Post by broglia on Jan 16, 2009 22:03:31 GMT 2
Just read this on Fethiye Times:
Interest Rates Down to 13 Percent
Friday, 16 January 2009
The Turkish Central Bank reduced interest rates by a further 2 percent yesterday bringing them to a new low.
The overnight borrowing rate (base rate) now stands at 13 percent whilst one week borrowing has reduced from 16 percent to 14.50 percent.
The two percent reduction in the base rate is double the figure that economists believed would take place.
Turkish Economic Slowdown Intensified
In a press release issued yesterday the bank said :
“Recent readings indicate that the slowdown in the domestic economic activity has further intensified. Latest forecasts suggest that ongoing problems in international credit markets and the global economy will last longer than previously envisaged. Therefore, downward pressures on both domestic and external demand and inflation will continue.“
“The Committee has judged that moving forward a sizeable portion of the rate cuts envisaged for the coming months would help offset the tightening in financial conditions. “
Banks May Offer Higher Rates
As in the UK Turkish banks may offer higher rates to entice savers as they try to prop up their balance sheets with cash.
Savers before the recent interest rate cut could get annual interest rates of up 20%.
But this will also mean that borrowers won’t see the benefits of reduced lending rates.
Money under Pressure
Money (Currency) experts are predicting that the Turkish Lira will suffer worst when international investors wake up to the credit crisis that has built up in Eastern Europe over the last few years.
The economic data is suggesting that countries such as Turkey, Poland and The Czech Republic are now feeling the effects but will not be in a good position to protect their finances.
As investors find safer homes for their cash these countries could find their currencies depreciating.
One investment company Goldman Sachs is advising its clients to sell the currencies of these three countries.
However, the news of the Turkish interest rate cuts pushed up the value of the Lira against the US Dollar today making us wonder - just when will the investors alarm clock go off?"
Anybody got any suggestions, apart from keeping your money under the mattress!
Interest Rates Down to 13 Percent
Friday, 16 January 2009
The Turkish Central Bank reduced interest rates by a further 2 percent yesterday bringing them to a new low.
The overnight borrowing rate (base rate) now stands at 13 percent whilst one week borrowing has reduced from 16 percent to 14.50 percent.
The two percent reduction in the base rate is double the figure that economists believed would take place.

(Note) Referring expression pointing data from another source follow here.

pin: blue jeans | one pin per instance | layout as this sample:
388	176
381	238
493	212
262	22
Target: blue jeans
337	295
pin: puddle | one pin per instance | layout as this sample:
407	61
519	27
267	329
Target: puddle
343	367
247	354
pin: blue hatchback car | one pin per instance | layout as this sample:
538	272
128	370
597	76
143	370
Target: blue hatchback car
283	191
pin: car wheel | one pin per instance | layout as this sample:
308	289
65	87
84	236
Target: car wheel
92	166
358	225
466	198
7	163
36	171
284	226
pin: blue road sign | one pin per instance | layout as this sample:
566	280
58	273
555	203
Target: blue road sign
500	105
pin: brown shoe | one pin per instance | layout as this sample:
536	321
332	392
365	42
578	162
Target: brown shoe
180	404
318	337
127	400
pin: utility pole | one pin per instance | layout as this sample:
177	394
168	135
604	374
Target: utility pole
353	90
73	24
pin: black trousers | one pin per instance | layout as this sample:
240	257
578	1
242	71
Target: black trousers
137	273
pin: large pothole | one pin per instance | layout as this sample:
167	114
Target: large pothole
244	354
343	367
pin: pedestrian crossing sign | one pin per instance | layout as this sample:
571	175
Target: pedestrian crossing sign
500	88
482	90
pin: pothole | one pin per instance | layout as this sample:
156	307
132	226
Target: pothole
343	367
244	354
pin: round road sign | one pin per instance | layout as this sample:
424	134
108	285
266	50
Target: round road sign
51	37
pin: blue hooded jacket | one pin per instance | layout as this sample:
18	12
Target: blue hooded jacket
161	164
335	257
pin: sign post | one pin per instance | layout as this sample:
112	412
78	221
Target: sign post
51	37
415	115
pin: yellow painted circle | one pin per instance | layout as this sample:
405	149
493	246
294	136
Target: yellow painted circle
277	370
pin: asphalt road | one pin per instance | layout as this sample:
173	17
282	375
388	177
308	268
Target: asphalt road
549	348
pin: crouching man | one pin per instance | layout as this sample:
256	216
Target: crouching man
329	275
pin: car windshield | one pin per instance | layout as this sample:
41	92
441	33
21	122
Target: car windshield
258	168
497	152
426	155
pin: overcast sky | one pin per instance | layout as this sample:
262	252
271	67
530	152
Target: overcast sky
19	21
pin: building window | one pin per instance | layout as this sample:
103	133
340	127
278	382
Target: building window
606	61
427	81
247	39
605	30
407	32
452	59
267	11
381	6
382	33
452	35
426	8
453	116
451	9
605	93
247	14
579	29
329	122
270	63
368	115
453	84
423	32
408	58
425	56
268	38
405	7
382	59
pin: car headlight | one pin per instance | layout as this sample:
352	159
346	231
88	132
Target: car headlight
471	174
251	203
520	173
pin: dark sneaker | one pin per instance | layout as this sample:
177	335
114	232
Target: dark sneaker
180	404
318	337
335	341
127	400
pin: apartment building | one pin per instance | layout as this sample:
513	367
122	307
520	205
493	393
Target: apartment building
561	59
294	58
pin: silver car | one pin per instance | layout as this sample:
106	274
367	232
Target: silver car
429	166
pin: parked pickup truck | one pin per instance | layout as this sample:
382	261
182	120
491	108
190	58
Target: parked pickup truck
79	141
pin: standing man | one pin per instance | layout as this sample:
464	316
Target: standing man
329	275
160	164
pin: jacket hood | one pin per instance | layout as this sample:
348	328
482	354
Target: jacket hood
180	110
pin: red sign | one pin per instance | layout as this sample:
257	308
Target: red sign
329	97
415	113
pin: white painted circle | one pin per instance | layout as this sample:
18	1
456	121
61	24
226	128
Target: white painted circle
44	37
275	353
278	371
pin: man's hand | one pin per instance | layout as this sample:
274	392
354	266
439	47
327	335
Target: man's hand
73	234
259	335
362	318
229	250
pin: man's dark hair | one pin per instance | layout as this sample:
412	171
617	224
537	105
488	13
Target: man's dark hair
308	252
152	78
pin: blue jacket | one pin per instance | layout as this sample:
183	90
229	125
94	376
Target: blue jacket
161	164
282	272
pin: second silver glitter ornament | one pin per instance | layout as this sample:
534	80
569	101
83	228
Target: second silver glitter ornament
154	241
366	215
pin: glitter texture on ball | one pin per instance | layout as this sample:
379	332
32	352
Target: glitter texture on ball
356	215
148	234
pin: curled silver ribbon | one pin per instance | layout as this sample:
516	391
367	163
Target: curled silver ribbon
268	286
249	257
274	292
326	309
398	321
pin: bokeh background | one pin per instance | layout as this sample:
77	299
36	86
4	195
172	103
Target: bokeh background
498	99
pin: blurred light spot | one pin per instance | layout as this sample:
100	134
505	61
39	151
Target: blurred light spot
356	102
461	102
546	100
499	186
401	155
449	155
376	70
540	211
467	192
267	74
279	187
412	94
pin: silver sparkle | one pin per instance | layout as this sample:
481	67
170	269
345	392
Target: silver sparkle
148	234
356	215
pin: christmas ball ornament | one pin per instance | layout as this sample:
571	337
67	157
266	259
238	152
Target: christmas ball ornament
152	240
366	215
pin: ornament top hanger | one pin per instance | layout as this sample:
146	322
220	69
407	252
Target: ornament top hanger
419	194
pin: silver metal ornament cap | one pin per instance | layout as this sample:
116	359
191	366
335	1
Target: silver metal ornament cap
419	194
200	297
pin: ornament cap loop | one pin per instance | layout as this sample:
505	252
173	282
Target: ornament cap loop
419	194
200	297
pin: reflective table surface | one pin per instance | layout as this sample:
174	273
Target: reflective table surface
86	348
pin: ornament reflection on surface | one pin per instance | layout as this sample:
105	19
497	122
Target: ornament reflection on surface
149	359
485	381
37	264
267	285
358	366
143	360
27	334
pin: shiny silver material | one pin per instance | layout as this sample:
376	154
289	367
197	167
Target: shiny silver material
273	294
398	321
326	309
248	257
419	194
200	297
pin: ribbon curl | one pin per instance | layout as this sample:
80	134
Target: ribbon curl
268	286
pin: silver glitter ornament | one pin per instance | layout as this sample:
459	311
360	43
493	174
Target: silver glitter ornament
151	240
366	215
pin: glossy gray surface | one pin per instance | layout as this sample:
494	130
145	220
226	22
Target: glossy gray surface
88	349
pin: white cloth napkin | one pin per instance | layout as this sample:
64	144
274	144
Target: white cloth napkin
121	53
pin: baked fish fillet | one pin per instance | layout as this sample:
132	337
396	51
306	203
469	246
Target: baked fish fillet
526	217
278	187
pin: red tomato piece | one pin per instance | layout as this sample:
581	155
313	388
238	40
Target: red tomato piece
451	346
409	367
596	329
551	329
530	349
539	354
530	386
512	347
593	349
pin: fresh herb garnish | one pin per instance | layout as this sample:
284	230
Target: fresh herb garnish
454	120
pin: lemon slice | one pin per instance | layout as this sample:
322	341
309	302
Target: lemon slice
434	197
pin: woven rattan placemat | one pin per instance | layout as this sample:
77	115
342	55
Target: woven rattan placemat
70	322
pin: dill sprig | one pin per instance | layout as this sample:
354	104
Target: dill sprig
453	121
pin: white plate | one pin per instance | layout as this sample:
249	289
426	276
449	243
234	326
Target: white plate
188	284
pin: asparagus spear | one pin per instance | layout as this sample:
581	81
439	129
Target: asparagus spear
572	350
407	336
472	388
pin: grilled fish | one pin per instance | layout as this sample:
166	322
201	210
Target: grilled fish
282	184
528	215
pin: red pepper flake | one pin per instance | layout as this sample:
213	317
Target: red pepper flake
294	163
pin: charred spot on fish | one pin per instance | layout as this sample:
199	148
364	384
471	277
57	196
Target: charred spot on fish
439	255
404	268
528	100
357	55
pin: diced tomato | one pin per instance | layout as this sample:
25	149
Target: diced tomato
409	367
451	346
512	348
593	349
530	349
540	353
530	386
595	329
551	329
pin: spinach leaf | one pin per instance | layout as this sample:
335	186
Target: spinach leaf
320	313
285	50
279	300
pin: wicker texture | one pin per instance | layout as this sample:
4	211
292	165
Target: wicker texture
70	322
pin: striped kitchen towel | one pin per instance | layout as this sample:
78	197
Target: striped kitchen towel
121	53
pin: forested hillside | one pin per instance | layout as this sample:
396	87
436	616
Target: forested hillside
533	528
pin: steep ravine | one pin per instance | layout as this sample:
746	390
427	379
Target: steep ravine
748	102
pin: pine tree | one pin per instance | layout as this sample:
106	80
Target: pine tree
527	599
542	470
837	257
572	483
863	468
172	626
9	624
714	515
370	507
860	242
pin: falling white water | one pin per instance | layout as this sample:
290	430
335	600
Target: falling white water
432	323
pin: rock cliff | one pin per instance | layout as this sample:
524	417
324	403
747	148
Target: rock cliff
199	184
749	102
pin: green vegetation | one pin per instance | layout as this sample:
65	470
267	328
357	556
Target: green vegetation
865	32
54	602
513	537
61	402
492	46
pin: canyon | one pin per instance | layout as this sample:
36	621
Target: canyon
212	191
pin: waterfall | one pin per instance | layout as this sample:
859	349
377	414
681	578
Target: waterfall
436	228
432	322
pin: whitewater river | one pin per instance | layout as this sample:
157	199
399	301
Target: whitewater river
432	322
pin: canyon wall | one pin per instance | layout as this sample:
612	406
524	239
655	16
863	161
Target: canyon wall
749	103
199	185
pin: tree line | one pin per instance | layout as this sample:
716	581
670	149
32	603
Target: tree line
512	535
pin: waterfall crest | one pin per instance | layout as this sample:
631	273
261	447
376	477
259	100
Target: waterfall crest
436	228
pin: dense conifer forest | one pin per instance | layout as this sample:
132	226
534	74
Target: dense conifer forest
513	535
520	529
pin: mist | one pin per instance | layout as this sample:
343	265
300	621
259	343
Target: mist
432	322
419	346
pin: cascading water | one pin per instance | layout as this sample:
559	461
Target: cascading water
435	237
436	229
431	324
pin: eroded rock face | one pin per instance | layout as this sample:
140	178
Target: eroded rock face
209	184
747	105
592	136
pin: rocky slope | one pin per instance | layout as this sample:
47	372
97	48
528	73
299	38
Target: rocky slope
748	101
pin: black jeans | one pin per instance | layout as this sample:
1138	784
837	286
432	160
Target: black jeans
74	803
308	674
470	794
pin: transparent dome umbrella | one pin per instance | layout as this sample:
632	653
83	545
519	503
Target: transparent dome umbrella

Turkish Economic Slowdown Intensified
In a press release issued yesterday the bank said :
“Recent readings indicate that the slowdown in the domestic economic activity has further intensified. Latest forecasts suggest that ongoing problems in international credit markets and the global economy will last longer than previously envisaged. Therefore, downward pressures on both domestic and external demand and inflation will continue.“
“The Committee has judged that moving forward a sizeable portion of the rate cuts envisaged for the coming months would help offset the tightening in financial conditions. “
Banks May Offer Higher Rates
As in the UK Turkish banks may offer higher rates to entice savers as they try to prop up their balance sheets with cash.
Savers before the recent interest rate cut could get annual interest rates of up 20%.
But this will also mean that borrowers won’t see the benefits of reduced lending rates.
Money under Pressure
Money (Currency) experts are predicting that the Turkish Lira will suffer worst when international investors wake up to the credit crisis that has built up in Eastern Europe over the last few years.
The economic data is suggesting that countries such as Turkey, Poland and The Czech Republic are now feeling the effects but will not be in a good position to protect their finances.
As investors find safer homes for their cash these countries could find their currencies depreciating.
One investment company Goldman Sachs is advising its clients to sell the currencies of these three countries.
However, the news of the Turkish interest rate cuts pushed up the value of the Lira against the US Dollar today making us wonder - just when will the investors alarm clock go off?"
Anybody got any suggestions, apart from keeping your money under the mattress!